Lemmy.world had to shut down the front page and put up a message about the load and a graph. They seem to chalk it down to the nature of social media sites to attract attacks.

I’d hack up the Rust code to have self-awareness of concurrency with PostgreSQL and return a new busy error.

Federation connections, RSS feed, API - and any other method that is hitting the database needs to have a concurrency count in the Rust code and an error message system for busy.

I’d probably build a a class to help with this and once concurrency for an API is over 5 mark the high water with a timestamp and start doing logic based on elapsed time.
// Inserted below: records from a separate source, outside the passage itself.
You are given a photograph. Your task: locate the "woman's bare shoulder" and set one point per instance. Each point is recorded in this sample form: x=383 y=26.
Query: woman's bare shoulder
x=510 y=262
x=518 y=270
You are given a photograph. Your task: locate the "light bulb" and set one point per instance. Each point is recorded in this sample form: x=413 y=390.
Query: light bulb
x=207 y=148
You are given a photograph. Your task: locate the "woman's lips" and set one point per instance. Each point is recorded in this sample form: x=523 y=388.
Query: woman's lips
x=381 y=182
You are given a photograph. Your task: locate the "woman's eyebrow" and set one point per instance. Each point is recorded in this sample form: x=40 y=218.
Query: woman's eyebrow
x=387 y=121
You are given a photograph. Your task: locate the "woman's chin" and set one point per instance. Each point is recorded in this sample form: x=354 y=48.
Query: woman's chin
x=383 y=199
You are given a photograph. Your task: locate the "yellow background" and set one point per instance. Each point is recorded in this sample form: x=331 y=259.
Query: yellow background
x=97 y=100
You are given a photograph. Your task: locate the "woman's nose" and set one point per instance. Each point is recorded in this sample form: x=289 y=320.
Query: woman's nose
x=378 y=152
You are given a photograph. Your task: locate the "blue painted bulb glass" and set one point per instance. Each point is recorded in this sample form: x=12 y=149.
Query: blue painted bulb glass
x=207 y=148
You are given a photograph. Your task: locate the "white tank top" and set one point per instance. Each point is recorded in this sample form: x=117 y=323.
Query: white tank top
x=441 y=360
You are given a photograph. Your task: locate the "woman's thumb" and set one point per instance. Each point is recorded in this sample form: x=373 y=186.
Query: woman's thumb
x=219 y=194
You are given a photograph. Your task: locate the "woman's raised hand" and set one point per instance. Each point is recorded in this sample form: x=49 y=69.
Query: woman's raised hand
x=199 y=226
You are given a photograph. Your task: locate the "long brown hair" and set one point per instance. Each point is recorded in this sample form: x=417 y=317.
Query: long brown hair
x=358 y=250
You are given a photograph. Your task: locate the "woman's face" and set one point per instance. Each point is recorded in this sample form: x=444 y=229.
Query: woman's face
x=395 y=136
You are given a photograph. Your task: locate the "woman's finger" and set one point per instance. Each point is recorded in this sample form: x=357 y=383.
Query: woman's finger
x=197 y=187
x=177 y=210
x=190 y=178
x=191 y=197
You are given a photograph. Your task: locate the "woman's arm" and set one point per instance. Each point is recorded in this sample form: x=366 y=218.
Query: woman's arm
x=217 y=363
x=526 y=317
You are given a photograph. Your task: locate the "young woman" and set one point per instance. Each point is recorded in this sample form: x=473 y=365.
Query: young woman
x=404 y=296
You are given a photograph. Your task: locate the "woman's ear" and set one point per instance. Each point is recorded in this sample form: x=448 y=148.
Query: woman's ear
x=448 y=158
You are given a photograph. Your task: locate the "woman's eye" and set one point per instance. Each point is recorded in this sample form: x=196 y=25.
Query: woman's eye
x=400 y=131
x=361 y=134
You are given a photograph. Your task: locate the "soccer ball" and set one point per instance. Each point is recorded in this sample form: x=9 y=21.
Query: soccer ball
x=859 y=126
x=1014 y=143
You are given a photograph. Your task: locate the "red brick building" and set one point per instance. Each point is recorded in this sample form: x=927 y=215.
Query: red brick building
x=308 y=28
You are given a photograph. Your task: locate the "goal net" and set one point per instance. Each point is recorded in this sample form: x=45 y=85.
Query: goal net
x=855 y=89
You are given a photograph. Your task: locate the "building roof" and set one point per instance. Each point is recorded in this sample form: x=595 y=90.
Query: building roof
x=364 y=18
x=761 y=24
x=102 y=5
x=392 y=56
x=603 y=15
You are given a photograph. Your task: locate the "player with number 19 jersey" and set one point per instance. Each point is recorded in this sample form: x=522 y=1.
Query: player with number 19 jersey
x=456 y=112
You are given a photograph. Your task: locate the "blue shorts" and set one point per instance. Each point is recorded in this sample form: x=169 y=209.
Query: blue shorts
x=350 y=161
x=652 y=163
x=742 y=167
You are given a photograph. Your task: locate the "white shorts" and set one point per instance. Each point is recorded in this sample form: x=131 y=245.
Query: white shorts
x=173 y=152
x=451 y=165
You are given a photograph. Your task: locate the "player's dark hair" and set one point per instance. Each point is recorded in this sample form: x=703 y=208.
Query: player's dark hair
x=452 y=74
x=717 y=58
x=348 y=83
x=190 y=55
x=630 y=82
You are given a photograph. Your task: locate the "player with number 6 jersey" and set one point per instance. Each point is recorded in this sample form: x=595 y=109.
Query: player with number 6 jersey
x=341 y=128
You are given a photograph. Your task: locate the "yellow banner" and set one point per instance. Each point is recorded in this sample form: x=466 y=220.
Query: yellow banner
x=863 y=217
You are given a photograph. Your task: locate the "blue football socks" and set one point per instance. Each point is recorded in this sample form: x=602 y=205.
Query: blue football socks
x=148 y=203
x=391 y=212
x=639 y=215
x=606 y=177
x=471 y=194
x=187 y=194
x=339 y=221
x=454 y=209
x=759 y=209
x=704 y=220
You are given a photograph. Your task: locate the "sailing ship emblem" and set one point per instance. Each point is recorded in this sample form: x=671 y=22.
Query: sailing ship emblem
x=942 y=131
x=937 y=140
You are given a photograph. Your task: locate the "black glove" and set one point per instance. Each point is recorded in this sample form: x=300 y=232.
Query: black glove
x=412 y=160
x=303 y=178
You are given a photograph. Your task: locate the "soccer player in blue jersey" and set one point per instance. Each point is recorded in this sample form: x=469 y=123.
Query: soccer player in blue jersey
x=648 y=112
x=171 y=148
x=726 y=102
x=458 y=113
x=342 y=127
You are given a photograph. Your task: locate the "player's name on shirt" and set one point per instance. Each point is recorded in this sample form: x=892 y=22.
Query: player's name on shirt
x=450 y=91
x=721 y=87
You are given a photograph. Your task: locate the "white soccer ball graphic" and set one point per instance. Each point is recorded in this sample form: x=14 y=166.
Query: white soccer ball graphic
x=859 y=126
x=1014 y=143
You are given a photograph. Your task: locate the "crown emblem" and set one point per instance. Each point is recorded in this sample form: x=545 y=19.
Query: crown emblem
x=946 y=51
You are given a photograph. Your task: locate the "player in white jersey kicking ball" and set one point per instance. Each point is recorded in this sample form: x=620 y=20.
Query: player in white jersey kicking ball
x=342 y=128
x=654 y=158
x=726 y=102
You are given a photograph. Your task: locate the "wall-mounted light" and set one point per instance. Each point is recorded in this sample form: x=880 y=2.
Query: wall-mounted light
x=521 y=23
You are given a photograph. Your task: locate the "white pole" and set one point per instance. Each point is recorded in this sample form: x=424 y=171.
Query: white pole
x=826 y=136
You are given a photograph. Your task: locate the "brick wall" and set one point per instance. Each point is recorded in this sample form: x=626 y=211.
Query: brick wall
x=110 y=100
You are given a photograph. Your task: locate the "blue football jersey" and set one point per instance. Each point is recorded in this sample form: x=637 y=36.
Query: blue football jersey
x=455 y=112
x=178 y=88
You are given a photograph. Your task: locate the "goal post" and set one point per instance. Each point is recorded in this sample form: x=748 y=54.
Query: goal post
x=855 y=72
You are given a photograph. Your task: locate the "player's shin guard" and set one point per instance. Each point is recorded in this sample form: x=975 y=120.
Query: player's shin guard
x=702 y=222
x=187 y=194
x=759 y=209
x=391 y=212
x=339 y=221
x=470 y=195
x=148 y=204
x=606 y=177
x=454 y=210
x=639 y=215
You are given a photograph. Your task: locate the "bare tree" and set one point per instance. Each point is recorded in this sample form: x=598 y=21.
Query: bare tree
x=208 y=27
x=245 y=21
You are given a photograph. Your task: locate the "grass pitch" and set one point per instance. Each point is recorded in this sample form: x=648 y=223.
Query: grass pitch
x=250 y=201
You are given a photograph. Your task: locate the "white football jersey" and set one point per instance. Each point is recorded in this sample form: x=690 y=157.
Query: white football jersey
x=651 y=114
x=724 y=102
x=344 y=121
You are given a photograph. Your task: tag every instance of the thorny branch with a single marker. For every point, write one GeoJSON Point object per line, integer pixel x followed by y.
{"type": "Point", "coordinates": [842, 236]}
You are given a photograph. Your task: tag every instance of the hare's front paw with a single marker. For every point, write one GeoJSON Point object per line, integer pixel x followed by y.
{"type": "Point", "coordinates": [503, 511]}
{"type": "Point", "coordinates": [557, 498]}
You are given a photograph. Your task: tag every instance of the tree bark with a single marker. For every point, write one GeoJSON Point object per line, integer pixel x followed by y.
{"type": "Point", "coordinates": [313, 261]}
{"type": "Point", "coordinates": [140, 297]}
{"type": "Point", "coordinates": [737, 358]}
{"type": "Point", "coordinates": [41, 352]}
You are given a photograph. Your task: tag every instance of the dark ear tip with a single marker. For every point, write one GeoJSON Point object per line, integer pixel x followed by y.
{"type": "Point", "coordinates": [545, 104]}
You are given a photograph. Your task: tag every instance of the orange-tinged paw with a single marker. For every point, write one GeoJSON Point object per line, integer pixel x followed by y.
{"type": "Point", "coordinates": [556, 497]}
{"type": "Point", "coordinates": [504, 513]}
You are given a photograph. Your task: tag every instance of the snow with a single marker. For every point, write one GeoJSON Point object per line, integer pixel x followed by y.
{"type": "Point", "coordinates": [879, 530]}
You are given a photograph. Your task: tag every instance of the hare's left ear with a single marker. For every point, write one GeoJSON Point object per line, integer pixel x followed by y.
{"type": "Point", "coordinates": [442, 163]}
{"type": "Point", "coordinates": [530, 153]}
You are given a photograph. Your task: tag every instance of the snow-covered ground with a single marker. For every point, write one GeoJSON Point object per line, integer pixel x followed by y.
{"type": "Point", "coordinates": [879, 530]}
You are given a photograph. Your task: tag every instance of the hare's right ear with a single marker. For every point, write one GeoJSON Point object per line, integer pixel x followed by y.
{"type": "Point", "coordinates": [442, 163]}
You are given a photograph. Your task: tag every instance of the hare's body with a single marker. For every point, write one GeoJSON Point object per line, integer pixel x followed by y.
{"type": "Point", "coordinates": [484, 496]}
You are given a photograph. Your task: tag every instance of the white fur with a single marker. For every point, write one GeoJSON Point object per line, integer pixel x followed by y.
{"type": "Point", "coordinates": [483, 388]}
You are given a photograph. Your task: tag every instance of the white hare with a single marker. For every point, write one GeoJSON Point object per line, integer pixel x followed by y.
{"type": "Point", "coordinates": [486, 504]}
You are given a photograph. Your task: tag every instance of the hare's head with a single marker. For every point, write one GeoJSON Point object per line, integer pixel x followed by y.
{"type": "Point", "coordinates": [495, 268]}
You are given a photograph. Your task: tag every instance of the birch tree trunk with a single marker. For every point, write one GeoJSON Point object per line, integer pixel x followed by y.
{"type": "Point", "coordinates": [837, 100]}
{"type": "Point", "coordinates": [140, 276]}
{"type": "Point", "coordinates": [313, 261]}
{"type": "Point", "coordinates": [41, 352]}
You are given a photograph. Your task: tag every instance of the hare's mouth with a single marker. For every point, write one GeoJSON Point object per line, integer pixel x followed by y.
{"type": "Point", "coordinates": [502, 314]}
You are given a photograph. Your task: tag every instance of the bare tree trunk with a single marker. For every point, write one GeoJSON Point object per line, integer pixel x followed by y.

If > 5 and elapsed time exceeds a threshold (say 1 minute), then return the busy error.

is Prometheus the right way to expose these numbers for operators wanting to know about the thresholds.? I’d probably add a dedicated log file to track concurrency thresholds and busy errors.

the front-end apps also need to be caching “Trending communities”, I think lemmy-ui is still pulling that live from PostgreSQL for every refresh of the page. I need to check if anyone has added that.

  • RoundSparrowOP
    link
    fedilink
    arrow-up
    1
    ·
    1 year ago

    Sometimes you wish you could have the API log everything and be able to play back API activity on the test data. Maybe I’ll play around with such a feature.

    ‘Lemmy.world has been down between 02:00 UTC and 05:45 UTC. This was caused by the database spiking to 100% cpu (all 32 cores/64 threads!) due to inefficient queries been fired to the db very often.’